La prima volta che ho assaggiato un po’ di bar non ero neanche madre, portavo una bimba a scuola come baby sitter, la stessa dei miei fratelli, lì incontrai la mia di madre con tutte le amiche al seguito. Mi porsero un caffè e io zitta zitta in un angolo mi facevo accarezzare dalle loro storie, dai loro drammi e dalle mille avventure che in venti minuti si dovevano raccontare. Pensavo fosse follia pura, un gineceo talmente variopinto da farmi girare la testa. Il volume delle voci si alzava o abbassava a seconda di chi entrava, gli sguardi poi erano da film western. Tutte avevano la notizia del giorno, tutte avevano ragione e torto contemporaneamente, tutte si volevano bene.

Nulla di questa dinamica è cambiata ora che tra queste splendide e coraggiose fanciulle ci sono anche io. Io, che poi sono la più piccola, quella disastrata emotivamente, il giullare, quella dalla lacrima facile sia per ridere che per piangere. Di bar se ne sono cambiati un bel po’, dal tipico e classico sotto la scuola, ma troppo “trafficato”, da quello di nicchia con le cameriere hypster radical sto cazzo; poi c’è stata la fase del baretto nuovo nuovo un po’ più là, ma era troppo piccolo e non se poteva urlà.
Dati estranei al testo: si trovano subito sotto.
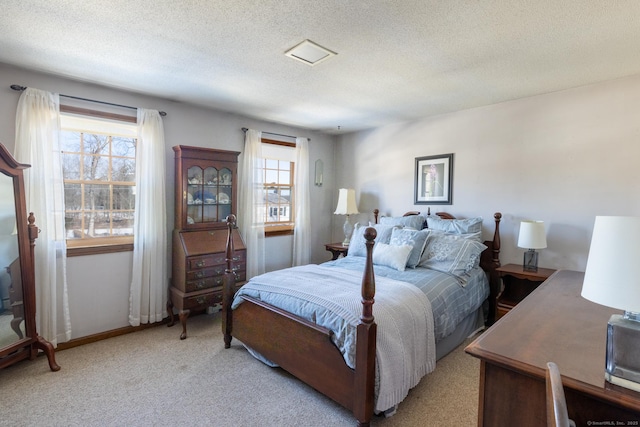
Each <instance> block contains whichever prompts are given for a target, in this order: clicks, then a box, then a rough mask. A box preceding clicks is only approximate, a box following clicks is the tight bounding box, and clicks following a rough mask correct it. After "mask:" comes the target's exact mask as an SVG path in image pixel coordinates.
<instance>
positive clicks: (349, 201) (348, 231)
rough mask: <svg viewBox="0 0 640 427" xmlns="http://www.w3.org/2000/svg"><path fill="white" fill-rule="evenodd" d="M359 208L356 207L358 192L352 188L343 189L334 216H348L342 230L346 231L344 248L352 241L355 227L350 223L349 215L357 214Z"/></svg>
mask: <svg viewBox="0 0 640 427" xmlns="http://www.w3.org/2000/svg"><path fill="white" fill-rule="evenodd" d="M357 213H359V212H358V206H357V205H356V190H354V189H352V188H341V189H340V192H339V193H338V206H337V207H336V211H335V212H334V214H336V215H346V216H347V219H346V220H345V221H344V225H343V226H342V230H343V231H344V241H343V242H342V245H343V246H349V242H350V240H351V233H353V226H352V225H351V224H350V223H349V215H353V214H357Z"/></svg>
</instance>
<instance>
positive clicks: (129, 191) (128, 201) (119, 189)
mask: <svg viewBox="0 0 640 427" xmlns="http://www.w3.org/2000/svg"><path fill="white" fill-rule="evenodd" d="M135 205H136V195H135V192H134V187H133V186H130V185H114V186H113V206H112V207H111V208H112V209H113V210H129V209H135Z"/></svg>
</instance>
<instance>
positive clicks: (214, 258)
mask: <svg viewBox="0 0 640 427" xmlns="http://www.w3.org/2000/svg"><path fill="white" fill-rule="evenodd" d="M224 263H225V255H224V253H217V254H209V255H203V256H198V257H189V258H187V270H197V269H199V268H206V267H211V266H214V265H224ZM223 268H224V267H223Z"/></svg>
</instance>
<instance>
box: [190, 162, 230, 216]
mask: <svg viewBox="0 0 640 427" xmlns="http://www.w3.org/2000/svg"><path fill="white" fill-rule="evenodd" d="M232 177H233V175H232V173H231V170H230V169H228V168H222V169H220V170H218V169H217V168H215V167H206V168H201V167H200V166H191V167H190V168H189V169H188V170H187V200H186V202H187V224H204V223H210V222H219V221H224V220H225V218H226V217H227V215H229V214H231V212H232V206H231V201H232V194H233V193H232V188H233V182H232Z"/></svg>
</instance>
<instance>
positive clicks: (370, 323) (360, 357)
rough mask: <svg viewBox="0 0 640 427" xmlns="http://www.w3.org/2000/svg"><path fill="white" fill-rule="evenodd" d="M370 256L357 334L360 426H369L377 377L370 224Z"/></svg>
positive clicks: (364, 281) (372, 265)
mask: <svg viewBox="0 0 640 427" xmlns="http://www.w3.org/2000/svg"><path fill="white" fill-rule="evenodd" d="M364 238H365V245H366V247H367V259H366V262H365V267H364V275H363V276H362V316H361V317H360V323H359V324H358V328H357V335H356V337H357V338H356V369H355V371H356V372H355V378H354V384H355V386H354V388H355V390H359V391H358V393H356V394H355V396H354V404H353V414H354V415H355V417H356V419H357V420H358V426H369V425H370V424H369V423H370V421H371V416H372V415H373V409H374V394H375V392H374V390H375V377H376V369H375V367H376V331H377V325H376V323H375V322H374V318H373V302H374V299H373V298H374V296H375V294H376V281H375V277H374V276H373V244H374V239H375V238H376V229H375V228H373V227H367V229H366V230H365V231H364Z"/></svg>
L’ultimo è stato il mio preferito, quello dei sogni, quello però stagionale potrei dire: il bar in piazza.
Quello che te siedi e devi urlare per far uscire qualcuno, che poi esce e lo conosci come in un paesino e lui sa tutto sempre di tutte noi a partire da come beviamo il caffè, che si ferma e ci delizia dei suoi migliori complimenti, per ognuna diverso. Dove saluti chi ti passa accanto e ridi forte e fumi un po’ di più perché stai all’aperto.

In un bar del genere ognuna di noi ruba le sedie al vicino e crea il circolo ricreativo unicamente al femminile e si stacca per un po’, per una manciata di minuti non sei più una casalinga, una direttrice di banca o un’insegnante di yoga, non hai “solo” trent’anni o centoventisei, sei un’amica, che di lì a poco inizierà la sua giornata, ma per il momento se ne sta seduta, sapendo che il figlio è a scuola e che ci si può un secondo rilassare.
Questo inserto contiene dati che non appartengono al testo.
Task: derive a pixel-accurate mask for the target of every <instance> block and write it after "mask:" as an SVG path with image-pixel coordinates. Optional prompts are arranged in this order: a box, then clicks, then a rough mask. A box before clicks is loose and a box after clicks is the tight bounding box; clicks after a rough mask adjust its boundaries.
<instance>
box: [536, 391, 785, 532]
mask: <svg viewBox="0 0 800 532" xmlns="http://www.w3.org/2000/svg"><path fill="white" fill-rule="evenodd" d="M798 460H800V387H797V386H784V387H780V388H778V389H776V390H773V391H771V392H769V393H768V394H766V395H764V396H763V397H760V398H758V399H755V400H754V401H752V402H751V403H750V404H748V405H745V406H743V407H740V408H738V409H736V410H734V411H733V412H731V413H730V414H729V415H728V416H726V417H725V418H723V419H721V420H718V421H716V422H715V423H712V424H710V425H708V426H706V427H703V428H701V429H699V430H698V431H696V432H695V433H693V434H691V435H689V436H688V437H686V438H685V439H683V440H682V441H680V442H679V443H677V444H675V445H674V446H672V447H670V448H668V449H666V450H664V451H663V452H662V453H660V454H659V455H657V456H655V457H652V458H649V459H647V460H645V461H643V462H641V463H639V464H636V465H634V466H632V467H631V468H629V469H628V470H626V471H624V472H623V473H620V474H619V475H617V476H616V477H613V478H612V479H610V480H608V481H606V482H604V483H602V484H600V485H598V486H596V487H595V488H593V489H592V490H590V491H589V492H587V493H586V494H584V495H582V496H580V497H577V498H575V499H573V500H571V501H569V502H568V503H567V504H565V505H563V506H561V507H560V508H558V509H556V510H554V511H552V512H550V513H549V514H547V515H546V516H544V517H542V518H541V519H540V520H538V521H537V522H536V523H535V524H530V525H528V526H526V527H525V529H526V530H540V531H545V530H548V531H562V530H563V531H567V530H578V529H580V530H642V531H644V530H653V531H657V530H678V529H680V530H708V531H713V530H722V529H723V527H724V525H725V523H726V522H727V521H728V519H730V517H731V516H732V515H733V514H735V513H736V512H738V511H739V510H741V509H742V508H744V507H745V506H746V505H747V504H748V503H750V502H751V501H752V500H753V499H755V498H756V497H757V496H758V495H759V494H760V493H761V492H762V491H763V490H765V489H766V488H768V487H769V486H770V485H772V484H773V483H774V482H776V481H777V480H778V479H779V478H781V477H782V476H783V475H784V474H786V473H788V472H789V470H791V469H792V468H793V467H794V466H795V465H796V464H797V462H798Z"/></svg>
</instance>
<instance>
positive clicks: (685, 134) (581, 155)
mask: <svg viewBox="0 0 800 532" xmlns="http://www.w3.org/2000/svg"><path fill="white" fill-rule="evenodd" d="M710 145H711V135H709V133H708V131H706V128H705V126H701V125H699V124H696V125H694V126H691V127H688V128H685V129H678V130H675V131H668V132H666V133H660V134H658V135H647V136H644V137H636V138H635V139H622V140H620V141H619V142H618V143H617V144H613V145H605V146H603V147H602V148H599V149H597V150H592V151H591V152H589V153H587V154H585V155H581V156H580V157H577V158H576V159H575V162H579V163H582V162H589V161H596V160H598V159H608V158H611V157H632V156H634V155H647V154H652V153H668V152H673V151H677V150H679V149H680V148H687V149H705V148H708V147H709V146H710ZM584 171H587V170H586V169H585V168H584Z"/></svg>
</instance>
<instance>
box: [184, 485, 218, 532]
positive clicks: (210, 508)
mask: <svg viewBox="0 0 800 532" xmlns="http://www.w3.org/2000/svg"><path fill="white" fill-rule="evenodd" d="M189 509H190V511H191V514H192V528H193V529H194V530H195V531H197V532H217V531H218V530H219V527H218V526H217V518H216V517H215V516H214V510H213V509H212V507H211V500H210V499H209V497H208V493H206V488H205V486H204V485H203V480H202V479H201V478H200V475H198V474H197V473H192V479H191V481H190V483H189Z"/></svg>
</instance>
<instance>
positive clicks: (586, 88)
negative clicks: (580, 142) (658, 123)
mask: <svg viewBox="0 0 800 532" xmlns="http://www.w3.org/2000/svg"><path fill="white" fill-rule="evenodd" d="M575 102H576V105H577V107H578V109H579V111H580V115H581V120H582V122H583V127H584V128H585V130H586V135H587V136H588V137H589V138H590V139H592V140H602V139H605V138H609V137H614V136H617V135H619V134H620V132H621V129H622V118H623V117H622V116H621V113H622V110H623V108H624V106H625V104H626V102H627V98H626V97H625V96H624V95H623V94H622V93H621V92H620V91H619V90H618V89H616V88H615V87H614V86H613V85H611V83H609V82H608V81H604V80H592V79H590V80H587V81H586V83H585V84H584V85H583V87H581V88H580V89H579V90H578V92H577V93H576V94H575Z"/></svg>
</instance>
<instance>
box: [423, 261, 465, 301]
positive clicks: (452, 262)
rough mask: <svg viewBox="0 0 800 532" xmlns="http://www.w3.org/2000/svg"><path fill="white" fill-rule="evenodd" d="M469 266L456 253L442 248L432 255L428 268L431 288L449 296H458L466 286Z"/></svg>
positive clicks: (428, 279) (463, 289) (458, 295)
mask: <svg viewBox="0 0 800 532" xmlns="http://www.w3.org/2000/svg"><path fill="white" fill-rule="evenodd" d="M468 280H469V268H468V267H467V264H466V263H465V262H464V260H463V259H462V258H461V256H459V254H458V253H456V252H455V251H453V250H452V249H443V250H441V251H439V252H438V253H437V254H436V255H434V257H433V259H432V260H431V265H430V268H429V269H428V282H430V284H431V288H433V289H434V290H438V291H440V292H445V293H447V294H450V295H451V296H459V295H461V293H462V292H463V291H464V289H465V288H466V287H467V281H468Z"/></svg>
In questi attimi ho fatto amicizia con persone con cui non avrei mai immaginato di proferire neanche mezza parola, ho conosciuto mariti deliziosi che cercavano di entrare in questo insieme di ormoni e timidamente offrire colazioni a tutte, ho riso tantissimo e chiarito faccende scolastiche, ho sfogato i miei momenti più dolorosi e ascoltato e consolato. Ho festeggiato il mio compleanno.

Il bar per una mamma è come quasi un secondo figlio, adulto, che vedi poco durante la giornata, ma che ti gusti e ami il tempo che basta, che ti manca infinitamente quando non c’è e che ti riempie il cuore quando torna. Il bar per una mamma può sembrare una stronzata e va bene così. Che questi venti minuti siano solo per noi.

A presto, e buon riposo, ci rivediamo a settembre cariche di storie e di energia.

Tanto so che starai lì ad aspettarci, starai lì ad aspettarmi.